Thoughts: Giant Days, by John Allison (vols 1-4)

Probably going to be a short one, but if you don’t want to read my inane thoughts, take only this away: Read Giant Days, it is lovely.

I don’t think I’ve written about a graphic novel here before, so this will be fun. It feels a bit like homework (my inner child squirming on the chair and saying “I just liked it, what am I supposed to say?”), which I’ve decided I’m going to take as being Character-Improving.

So. I liked Giant Days. Spuggy got me into John Allison’s work through his webcomics, especially Bad Machinery. We met the man himself at Thought Bubble in Leeds (and he probably thought I was a huge weirdo because… I am, and he seems like a very perceptive chap). He does fantastic Eurovision sketches on his Twitter (though not this year, which I was very sad about, because they were a particularly good Eurocrop this year).

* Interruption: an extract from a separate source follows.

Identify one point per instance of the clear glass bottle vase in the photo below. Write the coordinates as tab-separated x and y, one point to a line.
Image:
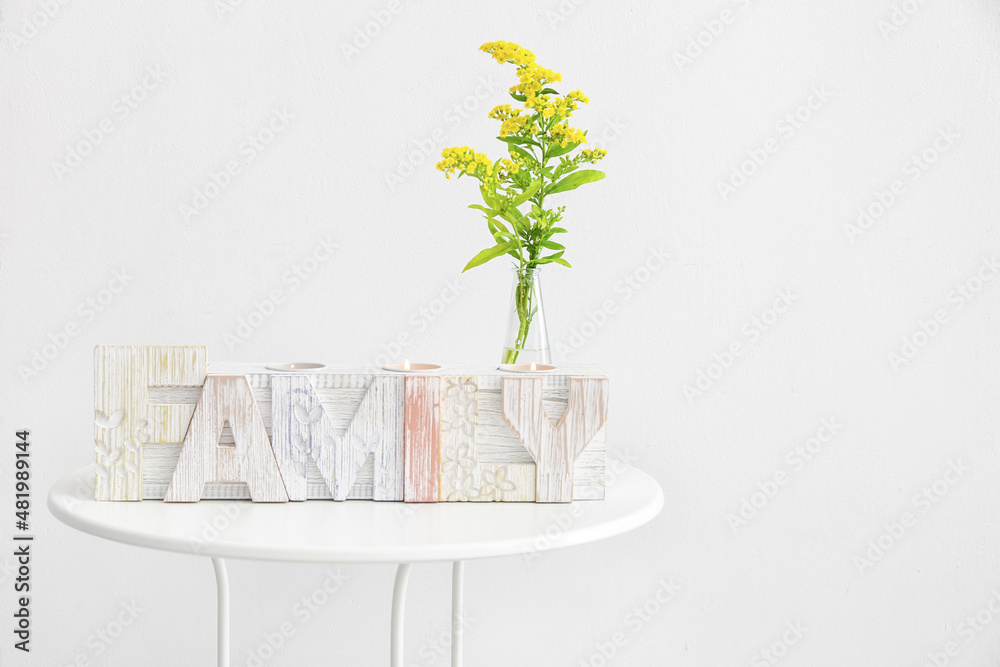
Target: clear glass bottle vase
526	339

He does small town Yorkshire extremely well, and I’m a sucker for the touch of supernatural weirdness he brought into some of his webcomic arcs. His art style is distinctive and very expressive, in sort of a Kate Beaton way, but not. His dialogue has a sort of unique cadence that works perfectly (hard to explain, but it’s all in the use-or-not of contractions, and a great mix of dialect words and grander old-fashioned words which make you think “More people should use this word” whenever you see them).

Giant Days is lovely, a pure comfort read for someone like me who’s trying to pretend that it’s not over a decade since she went into halls. I have to give credit to the artists as well, retaining that Allison style through their own.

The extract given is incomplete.